Con una cucharada de miel de abeja al día es más que suficiente para abonar a nutrir y alentar la producción de anticuerpos,  glóbulos blancos y rojos, necesarios para mantenerse sano. Mejor aún si es por las mañanas. La miel de abejas tiene más de 100 vitaminas y minerales. Tiene vitaminas C, B1, B2, B3 y B5 y minerales importantes como ácido fólico, calcio, magnesio, fósforo, silicio, hierro, yodo, zinc, aminoácidos esenciales, esteroles, fosfolípidos, flavonoides, enzimas y polifenoles.

Sueño regenerativo

Para que las células se renueven, incluyendo el sistema inmunológico, es importante realizar un sueño regenerativo o profundo al dormir. 

De acuerdo con el Centro del Sueño en Chile, “el sueño refuerza nuestra respuesta inmune innata, que es nuestra primera línea de defensa ante las infecciones. Durante el sueño, aumenta la memoria inmunológica, esto se refiere a la capacidad del organismo de defendernos ante una infección futura”. 

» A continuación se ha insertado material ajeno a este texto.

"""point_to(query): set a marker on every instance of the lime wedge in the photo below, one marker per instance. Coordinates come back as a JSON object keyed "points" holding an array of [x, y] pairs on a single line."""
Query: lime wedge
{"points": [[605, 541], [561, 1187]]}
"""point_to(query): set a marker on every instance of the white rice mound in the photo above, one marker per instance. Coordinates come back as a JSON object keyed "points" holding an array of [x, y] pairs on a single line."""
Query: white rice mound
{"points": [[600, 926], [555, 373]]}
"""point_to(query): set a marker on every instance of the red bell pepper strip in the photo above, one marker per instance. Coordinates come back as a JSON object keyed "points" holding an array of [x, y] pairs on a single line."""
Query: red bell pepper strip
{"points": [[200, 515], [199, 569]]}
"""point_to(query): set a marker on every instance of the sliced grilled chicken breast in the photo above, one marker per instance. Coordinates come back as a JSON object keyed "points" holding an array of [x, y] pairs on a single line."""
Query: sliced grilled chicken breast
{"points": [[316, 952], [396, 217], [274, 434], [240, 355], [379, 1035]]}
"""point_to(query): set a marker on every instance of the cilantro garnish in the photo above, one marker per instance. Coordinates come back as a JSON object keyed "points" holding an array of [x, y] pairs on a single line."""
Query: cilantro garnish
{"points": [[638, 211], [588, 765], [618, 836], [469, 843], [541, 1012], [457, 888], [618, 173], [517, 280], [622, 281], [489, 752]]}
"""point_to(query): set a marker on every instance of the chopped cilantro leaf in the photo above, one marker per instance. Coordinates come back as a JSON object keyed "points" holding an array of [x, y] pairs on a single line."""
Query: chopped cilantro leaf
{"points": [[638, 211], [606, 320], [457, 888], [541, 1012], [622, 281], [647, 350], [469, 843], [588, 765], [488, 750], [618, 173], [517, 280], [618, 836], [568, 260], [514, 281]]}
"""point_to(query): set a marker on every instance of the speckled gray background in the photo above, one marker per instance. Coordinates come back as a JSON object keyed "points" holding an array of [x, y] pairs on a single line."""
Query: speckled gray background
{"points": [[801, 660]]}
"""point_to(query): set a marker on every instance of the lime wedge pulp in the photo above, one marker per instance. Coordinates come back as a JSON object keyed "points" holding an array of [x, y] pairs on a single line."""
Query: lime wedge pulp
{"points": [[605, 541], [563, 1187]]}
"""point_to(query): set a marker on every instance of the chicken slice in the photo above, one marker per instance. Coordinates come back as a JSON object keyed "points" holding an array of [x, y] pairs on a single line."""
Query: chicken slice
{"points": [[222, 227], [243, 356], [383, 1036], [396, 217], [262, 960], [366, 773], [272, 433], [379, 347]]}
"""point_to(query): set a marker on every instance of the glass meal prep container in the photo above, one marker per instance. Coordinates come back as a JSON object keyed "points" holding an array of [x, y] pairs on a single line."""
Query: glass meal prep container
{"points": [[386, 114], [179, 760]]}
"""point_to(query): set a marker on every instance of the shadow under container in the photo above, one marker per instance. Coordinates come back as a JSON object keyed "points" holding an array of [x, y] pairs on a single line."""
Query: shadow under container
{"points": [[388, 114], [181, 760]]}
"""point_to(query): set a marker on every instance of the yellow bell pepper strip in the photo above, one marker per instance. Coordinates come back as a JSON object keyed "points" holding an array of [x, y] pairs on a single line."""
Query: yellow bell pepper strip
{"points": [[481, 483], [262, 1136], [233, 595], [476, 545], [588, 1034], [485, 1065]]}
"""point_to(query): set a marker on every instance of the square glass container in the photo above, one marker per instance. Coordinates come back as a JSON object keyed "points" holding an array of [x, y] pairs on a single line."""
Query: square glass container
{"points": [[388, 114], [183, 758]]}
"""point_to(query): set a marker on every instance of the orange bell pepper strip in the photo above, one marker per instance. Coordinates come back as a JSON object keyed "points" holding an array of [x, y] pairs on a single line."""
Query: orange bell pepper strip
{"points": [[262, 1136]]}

Lo ideal es dormir idealmente 8 horas y no menos de 6 para lograr las 5 etapas del sueño. Evita por lo menos una hora antes de dormir el uso del celular. 

Ejercicio

Aunque nos dé flojera, debemos asegurar por lo menos media hora de ejercicio al día idealmente o cada tres. Un ejercicio puede ser caminar. Aunque no necesariamente. Puede ser saltar la cuerda, hacer yoga, trasladarse en bicicleta, estiramientos en el parque, correr, patinar, mientras más músculos involucre, mejor. Así activar y dar mantenimiento al sistema inmunológico.

Consejo de pilón

No podemos olvidar que la mayoría de las células del sistema inmunológico se encuentran en el intestino, por ello es fundamental procurar la salud del sistema gástrico y sobre todo, la función y limpieza de nuestro intestino. Desparasitarse por lo menos una vez al año es fundamental para ese cuidado, y esa es una recomendación de médicos, como el bacteriólogo Germán Oropeza González.